Their first release in May of 1969 provided the group with two Top 40 Hits due to their marvelous harmonies, the focus on the relevance of the songs they did and key airplay on the new FM radio format. Their early success created the necessity for concert performances which required a more fleshed out instrumental sound. Up to this point the multitalented Stephen Stills had been playing whatever instrument was called for, however this would not have worked while on tour.

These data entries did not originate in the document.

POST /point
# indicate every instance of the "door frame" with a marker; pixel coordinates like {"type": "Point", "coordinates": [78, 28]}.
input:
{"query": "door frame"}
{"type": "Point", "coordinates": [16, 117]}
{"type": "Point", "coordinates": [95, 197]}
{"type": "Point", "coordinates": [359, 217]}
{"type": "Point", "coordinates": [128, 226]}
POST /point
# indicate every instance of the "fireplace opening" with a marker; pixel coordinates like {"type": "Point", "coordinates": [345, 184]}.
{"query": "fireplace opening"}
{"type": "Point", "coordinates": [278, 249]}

Their first choice was Steve Winwood, who declined due to his own newly formed band. Atlantic record head Ahmet Ertegun suggested Neil Young. While they appreciated Neil's talents, there was initial resistance to his addition from Stills and Nash. Stephen Stills time with the Buffalo Springfield hadn't been to his liking, and Neil also was a member, so they had history that needed airing. Nash just didn't like being forced to accept someone who was unknown to him. A few meetings with Neil, some honest negotiation and a clear view of who they were and where they wanted to go dissolved the resistance and Neil along with Greg Reeves on bass joined what then became Crosby, Stills Nash & Young.
The newly restructured group went on tour with their first concert being held at The Auditorium Theater in Chicago. Joni Mitchell was their opening act. Their second appearance was also in August at Max Yasgur's Farm in Bethel, NY. I have to wonder what that felt like. While I was watching the documentary "Woodstock, Now and Then" during an interview Graham Nash stated that "all eyes were watching them because no one knew if they had what it took". The must have had that undefinable "IT" that creates a major star in the music business as they are considered to be a "super group". Oddly, they were predominantly an acoustic group. One tends to associate the phrase "super group" with the loud electric instrumentals of a group like The Who.

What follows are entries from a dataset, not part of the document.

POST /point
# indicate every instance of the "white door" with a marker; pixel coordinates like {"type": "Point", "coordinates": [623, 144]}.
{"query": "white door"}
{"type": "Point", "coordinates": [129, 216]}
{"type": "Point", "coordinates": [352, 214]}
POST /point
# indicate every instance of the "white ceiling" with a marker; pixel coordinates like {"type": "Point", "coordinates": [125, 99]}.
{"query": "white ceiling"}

Their success added to the volatile nature of their partnership and after their 1971 tour the group broke up and went their separate ways. Whether together or solo, their work carried them all into the top positions on the music charts at the time. They tried again as a group more than one time, but their egos, constant bickering, very strange behavior on the part of Stephen Stills and the stress of David Crosby's two fighting girlfriends took it's toll on their personal relationships. None of this ever interfered with the quality of the music. They might not have been able to stand each other except for short periods of time, but once on stage and performing, they were pure magic.